De rechtbank concludeerde dat aan alle overboekingen vanuit Turkije contante geldstortingen in Turkije voorafgingen. Bij een deel van de overboekingen is er een bankrekening tussen de contante en de uiteindelijke overboeking naar Nederland geplaatst. De verschillende transacties, samenhangend met een uiteindelijke overboeking naar een Nederlandse bankrekening van verdachte, vinden steeds zeer kort na elkaar plaats (soms op dezelfde dag). Opvallend is verder dat een aantal van de betrokken bankrekeningen, die van onder andere vader, voor geen ander doel werden ingezet dan voor geldstromen naar verdachte. Het gaat steeds om zeer hoge bedragen, in totaal is er in de periode 2006 t/m 2015 € 8,2 miljoen gestort op de rekening van de vader van verdachte. De rechtbank acht gelet op deze omstandigheden het vermoeden van witwassen zeer groot en stelt dat met voldoende mate van zekerheid kan worden uitgesloten dat de geldbedragen een legale herkomst hebben zoals door verdachte was aangevoerd.
Leningen zijn een veelvuldig gebruikte methode om crimineel geld terug te laten vloeien naar de crimineel zelf, diens partner of familie. Deze zogenaamde loan-back-methode kenmerkt zich tot afwijkingen van reguliere leningen waardoor deze kunnen opvallen. Opvallendheden zijn dat de geldverstrekker geen financiële instelling is, geen correspondentie aanwezig is over het aangaan van de lening, een afwijkende rente rekent, geen zekerheid wordt verlangd, dat de geldnemer niet of nauwelijks aflost en feitelijk over onvoldoende legale middelen beschikt om de lening te verkrijgen volgens de geldende leennormen.
Investeren van uit misdrijf afkomstig gelden in vastgoed
Verdachte had beschikking over een groot aantal panden, met name in Eindhoven. Er werd eerder door justitie beslag gelegd op zo’n 70 panden van verdachte. Voor het overgrote deel van het vastgoed is geen hypothecaire lening afgesloten.

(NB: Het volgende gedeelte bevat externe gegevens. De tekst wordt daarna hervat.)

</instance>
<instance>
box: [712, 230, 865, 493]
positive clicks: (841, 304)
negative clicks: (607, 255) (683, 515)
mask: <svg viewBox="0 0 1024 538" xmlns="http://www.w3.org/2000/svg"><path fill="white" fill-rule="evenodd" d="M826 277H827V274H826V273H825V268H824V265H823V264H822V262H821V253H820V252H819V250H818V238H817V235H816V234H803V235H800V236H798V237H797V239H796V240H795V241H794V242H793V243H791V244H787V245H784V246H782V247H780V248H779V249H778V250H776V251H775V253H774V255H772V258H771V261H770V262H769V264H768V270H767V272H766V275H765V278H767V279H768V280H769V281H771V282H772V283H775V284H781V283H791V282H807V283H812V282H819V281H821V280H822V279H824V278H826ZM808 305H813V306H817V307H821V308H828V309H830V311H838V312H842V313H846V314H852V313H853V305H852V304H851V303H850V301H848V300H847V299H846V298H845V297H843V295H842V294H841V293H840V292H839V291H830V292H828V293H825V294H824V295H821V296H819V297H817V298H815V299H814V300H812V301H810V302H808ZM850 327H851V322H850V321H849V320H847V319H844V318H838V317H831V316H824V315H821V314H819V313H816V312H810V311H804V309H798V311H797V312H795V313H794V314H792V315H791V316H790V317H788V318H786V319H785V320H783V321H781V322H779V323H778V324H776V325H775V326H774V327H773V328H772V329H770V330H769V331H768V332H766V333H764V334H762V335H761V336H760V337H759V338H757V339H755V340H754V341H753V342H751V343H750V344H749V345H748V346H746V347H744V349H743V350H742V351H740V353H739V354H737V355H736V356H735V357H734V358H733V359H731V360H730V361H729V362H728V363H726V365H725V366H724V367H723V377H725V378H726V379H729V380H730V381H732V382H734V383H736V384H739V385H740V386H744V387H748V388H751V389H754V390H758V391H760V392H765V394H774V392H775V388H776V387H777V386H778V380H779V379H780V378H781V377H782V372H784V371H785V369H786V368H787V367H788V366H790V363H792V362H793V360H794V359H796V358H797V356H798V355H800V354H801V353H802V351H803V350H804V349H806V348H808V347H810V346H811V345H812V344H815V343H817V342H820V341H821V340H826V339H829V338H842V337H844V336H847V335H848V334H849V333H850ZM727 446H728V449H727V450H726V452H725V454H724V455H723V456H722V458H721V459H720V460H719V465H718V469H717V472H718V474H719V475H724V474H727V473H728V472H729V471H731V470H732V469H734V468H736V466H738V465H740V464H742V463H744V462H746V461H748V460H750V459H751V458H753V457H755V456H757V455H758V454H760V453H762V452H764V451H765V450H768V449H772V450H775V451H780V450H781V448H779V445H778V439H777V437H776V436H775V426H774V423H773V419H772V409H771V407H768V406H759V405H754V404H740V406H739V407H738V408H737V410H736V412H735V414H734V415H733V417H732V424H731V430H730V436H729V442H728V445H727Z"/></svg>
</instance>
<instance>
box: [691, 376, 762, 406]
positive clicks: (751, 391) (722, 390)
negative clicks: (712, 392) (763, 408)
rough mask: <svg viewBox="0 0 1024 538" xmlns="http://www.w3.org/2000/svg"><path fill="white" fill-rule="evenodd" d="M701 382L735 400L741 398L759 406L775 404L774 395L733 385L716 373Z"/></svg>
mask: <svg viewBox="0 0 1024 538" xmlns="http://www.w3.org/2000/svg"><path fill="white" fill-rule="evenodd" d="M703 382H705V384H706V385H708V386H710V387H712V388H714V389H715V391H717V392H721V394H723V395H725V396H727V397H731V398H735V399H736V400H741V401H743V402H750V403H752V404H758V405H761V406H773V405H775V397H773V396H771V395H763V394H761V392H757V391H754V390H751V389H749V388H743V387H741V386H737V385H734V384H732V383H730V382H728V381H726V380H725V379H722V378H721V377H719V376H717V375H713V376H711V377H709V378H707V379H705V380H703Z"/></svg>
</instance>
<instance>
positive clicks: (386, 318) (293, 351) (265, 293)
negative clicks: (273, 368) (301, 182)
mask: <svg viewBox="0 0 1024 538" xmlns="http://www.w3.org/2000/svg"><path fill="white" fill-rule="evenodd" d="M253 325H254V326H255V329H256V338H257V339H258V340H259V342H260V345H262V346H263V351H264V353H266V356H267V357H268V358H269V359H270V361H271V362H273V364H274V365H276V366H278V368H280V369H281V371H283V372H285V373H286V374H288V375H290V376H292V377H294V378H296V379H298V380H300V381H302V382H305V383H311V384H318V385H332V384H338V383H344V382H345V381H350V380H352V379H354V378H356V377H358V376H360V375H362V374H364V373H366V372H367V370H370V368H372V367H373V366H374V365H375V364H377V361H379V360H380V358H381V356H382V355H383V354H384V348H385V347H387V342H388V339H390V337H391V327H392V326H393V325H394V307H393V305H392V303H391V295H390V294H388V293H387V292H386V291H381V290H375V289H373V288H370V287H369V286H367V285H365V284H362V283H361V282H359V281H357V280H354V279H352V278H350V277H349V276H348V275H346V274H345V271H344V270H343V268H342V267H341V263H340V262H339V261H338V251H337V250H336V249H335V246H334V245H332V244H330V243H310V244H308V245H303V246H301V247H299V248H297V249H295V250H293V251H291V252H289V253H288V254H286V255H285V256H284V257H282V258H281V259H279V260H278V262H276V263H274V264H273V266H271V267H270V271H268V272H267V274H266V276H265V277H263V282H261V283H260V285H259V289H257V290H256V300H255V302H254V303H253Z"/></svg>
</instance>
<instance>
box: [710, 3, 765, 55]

Verdachte verklaarde met betrekking tot het vastgoed dat hij deze onder andere had verkregen uit contante huurinkomsten, middels een lening (waar de handtekeningen op de leningsovereenkomsten verschillend waren) en uit geleend geld maar verklaarde niet te weten hoe een betaling van € 250k was verlopen. Ook hier kwam de rechtbank tot de conclusie dat verdachte zich schuldig maakte aan gewoontewitwassen van grote geldsommen, door onder andere de aankoop van een onroerend goed.
Niet-gehoorde getuige à décharge
In deze zaak kwam ook art. 6, lid 3, sub d van het EVRM aanbod. Het EVRM-artikel ziet op het ondervragen van getuigen als onderdeel van het recht op een eerlijk proces. De eerder besproken zeer vermogende man uit Turkije, een getuige à décharge (ontlastende getuige), is namelijk niet gehoord. De rechtbank stelt dat er voldoende compensatie was voor het ontbreken van de ondervragingsgelegenheid van deze getuige. De getuige was door de verdediging verzocht, teneinde de verklaring van de verdachte te ondersteunen die van hem volgens het 6‑stappenplan wordt verlangd.
De compensatie waar de rechtbank over sprak heeft onder andere te maken met verklaringen van verschillende getuigen. Zo heeft de rechter-commissaris de zoon van de desbetreffende getuige gehoord en de zoon heeft verklaard over de lening van € 3,5 miljoen die zijn vader aan de verdachte zou hebben verstrekt. Daarnaast heeft de verdachte meerdere keren over deze getuige verklaard. Ook heeft onderzoek plaatsgevonden naar de financiële positie van de getuige. Naast bovenstaande hebben de Turkse justitiële autoriteiten de getuige kort gehoord naar aanleiding van een rechtshulpverzoek, en heeft een Turkoloog (deskundige gespecialiseerd in het oosten van Turkije) een verklaring gegeven met betrekking tot bezittingen en vermogende dorpshoofden.